Written by Sarah NEGEDU

FG to set up special tax court to prosecute offenders

The federal government said it would not renege on its promise to prosecute tax offenders who fail to utilise the VAIDS programme, as its plans to set up a special courts to prosecute those who failed to regularise their tax status after the expiration of the nine month amnesty period.

Minister of Finance, Mrs. Kemi Adeosun, disclosed this recently on a breakfast show on television.

Adeosun said the government was aware of the slow nature of the judicial system and would be setting up special courts to fast-track the adjudication of tax-related offences under the VAIDS initiative.

According to the minister, “After March 31, we have plans to establish a special tax courts and accelerated prosecution, because the thing with tax prosecution is that it is a very simple case with no defence to it. It’s a matter of law; the question to ask is, ‘did you pay or not?’ So it’s a very easy case and it’s not like the EFCC cases that we will have to be tracing this or that.”

She noted that all incomes, assets and other properties earned and acquired from 2010 to date would be covered under VAIDS, and such properties must be accounted for by individuals and companies under the scheme.

Over 130,000 high profile individuals have so far been identified for scrutiny through the data mining programme being implemented under the ‘Project Lighthouse’ initiative. Adeosun said government, through the use of information technology, had gathered adequate data that would be used to prosecute the offenders.

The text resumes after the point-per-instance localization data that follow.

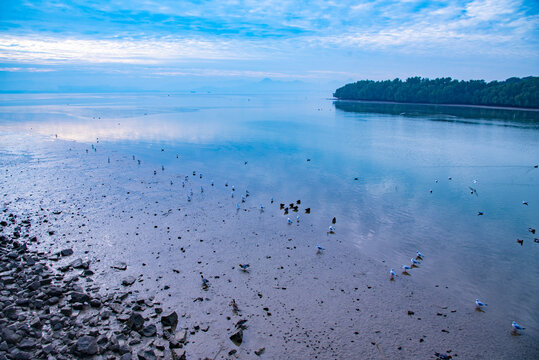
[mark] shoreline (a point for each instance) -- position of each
(297, 303)
(429, 104)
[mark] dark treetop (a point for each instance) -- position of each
(513, 92)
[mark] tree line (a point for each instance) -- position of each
(513, 92)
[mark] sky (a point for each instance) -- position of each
(57, 45)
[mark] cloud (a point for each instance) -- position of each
(54, 50)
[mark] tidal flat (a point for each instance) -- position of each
(172, 188)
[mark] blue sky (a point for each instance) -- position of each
(179, 45)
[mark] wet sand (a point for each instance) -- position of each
(300, 304)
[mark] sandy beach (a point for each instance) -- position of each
(298, 302)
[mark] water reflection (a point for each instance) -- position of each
(444, 112)
(396, 156)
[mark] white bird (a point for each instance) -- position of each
(516, 326)
(479, 304)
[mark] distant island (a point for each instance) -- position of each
(513, 92)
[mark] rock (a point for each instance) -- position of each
(10, 336)
(79, 297)
(146, 355)
(21, 355)
(66, 252)
(178, 354)
(120, 266)
(135, 322)
(149, 330)
(237, 337)
(27, 344)
(170, 320)
(128, 281)
(87, 345)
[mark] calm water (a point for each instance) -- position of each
(371, 165)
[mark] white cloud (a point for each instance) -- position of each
(60, 50)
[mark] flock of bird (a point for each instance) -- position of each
(414, 261)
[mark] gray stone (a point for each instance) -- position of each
(149, 330)
(66, 252)
(87, 345)
(170, 320)
(135, 322)
(128, 281)
(146, 355)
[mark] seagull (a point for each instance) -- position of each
(205, 282)
(516, 326)
(244, 267)
(479, 304)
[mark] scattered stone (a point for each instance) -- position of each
(128, 281)
(170, 320)
(66, 252)
(237, 337)
(87, 345)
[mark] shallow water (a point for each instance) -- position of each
(371, 166)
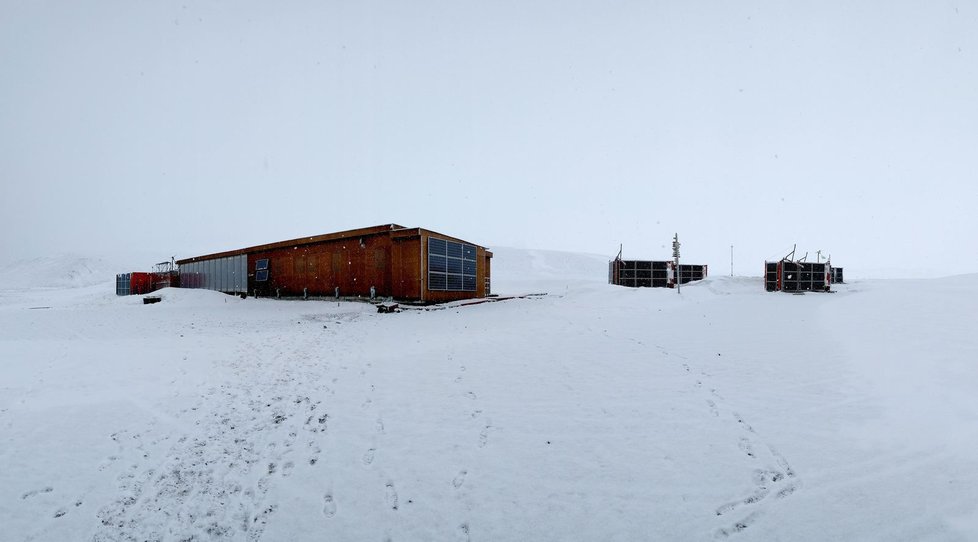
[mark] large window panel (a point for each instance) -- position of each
(451, 266)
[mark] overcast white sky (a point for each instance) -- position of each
(187, 127)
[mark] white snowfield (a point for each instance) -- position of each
(592, 413)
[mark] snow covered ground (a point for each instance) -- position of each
(592, 413)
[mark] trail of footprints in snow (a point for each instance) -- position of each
(779, 481)
(213, 485)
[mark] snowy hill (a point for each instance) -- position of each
(592, 413)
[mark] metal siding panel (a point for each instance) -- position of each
(223, 264)
(209, 271)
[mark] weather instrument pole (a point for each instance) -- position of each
(675, 254)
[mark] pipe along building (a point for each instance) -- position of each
(407, 264)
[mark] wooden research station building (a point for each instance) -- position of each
(410, 264)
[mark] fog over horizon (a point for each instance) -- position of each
(181, 129)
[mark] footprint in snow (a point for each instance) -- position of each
(459, 479)
(329, 506)
(391, 496)
(30, 494)
(368, 456)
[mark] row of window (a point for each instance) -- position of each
(451, 266)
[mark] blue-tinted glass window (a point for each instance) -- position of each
(451, 265)
(436, 281)
(436, 246)
(437, 264)
(455, 282)
(455, 249)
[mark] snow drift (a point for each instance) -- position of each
(592, 413)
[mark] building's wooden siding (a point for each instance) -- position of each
(352, 264)
(390, 258)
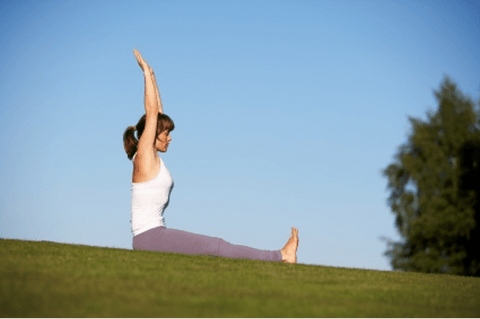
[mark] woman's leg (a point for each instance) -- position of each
(178, 241)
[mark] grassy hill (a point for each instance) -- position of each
(60, 280)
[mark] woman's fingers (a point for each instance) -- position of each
(143, 64)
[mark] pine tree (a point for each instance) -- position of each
(434, 184)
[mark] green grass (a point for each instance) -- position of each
(60, 280)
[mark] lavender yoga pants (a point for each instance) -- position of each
(178, 241)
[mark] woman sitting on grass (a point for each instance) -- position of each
(152, 184)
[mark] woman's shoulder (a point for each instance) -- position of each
(145, 168)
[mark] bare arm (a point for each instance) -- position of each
(146, 159)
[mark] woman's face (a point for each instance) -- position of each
(162, 141)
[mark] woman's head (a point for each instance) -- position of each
(164, 125)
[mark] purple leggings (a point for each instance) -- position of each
(178, 241)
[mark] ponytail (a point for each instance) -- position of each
(130, 143)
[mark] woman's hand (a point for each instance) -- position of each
(143, 64)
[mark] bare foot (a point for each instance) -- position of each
(289, 251)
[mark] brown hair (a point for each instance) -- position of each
(130, 143)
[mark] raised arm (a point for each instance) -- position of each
(146, 159)
(152, 95)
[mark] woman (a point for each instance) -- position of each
(152, 184)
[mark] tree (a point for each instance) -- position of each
(435, 193)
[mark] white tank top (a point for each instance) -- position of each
(149, 200)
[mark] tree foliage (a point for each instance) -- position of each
(434, 185)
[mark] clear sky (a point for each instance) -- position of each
(286, 113)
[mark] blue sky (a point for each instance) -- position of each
(286, 113)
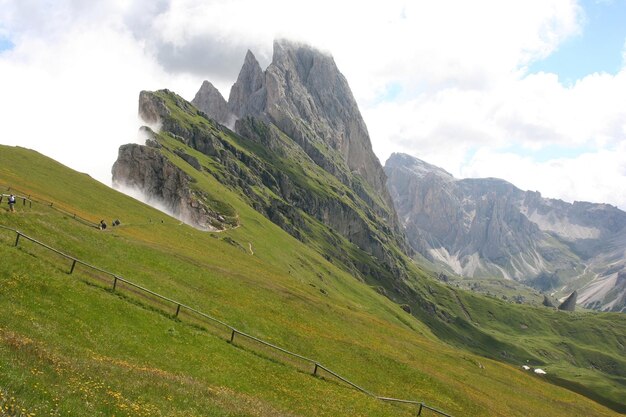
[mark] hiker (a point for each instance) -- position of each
(12, 202)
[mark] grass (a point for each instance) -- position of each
(71, 348)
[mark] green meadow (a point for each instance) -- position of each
(71, 346)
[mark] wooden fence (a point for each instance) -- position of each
(177, 308)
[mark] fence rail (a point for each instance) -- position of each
(28, 198)
(233, 331)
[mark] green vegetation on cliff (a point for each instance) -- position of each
(71, 348)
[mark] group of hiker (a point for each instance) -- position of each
(12, 200)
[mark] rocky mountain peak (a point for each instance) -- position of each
(486, 227)
(304, 94)
(247, 95)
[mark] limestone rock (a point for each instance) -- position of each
(210, 100)
(145, 169)
(570, 303)
(488, 227)
(248, 95)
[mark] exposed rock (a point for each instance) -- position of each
(248, 95)
(303, 93)
(211, 101)
(191, 160)
(488, 227)
(147, 170)
(570, 302)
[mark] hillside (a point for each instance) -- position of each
(67, 347)
(486, 228)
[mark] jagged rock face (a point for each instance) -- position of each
(570, 302)
(309, 99)
(209, 98)
(272, 180)
(488, 227)
(303, 93)
(145, 169)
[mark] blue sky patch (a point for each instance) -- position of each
(5, 44)
(598, 49)
(550, 152)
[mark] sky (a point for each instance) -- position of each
(531, 92)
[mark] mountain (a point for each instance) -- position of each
(311, 217)
(304, 94)
(312, 156)
(72, 344)
(488, 227)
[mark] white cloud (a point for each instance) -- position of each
(595, 176)
(440, 80)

“The focus on tax collection remains after VAIDS. Yesterday, we were analysing data and now we have flagged over 130,000 already, and from March 31, we will start and say these people did not participate in VAIDS and this is the data we have on them, now pursue them.

“There can be no sacred cows and nobody should be too big or too small to be told to do the right thing. People must as they earn money pay a portion of it; and so, the focus on tax will continue.”

The finance minister also accused multinational companies of colluding with tax officials to manipulate the tax system in Nigeria.

She said, “On the issue of multinationals, what we’ve found out is that they are not paying the right taxes and they are sometimes the ones colluding with tax officers here to minimise their taxes and we feel that is a corrupt practice.

“In the United States, if you offer a bribe, it’s an offence and we feel that going to another country and deliberately manipulating the tax system so as not to pay from that country where you are earning so much will also be labelled in that category.”

The Minister ruled out any plan for extension of the 31 March deadline, saying sufficient period had been given to tax payers to voluntary and truthfully declare their assets and income which had not been declared previously.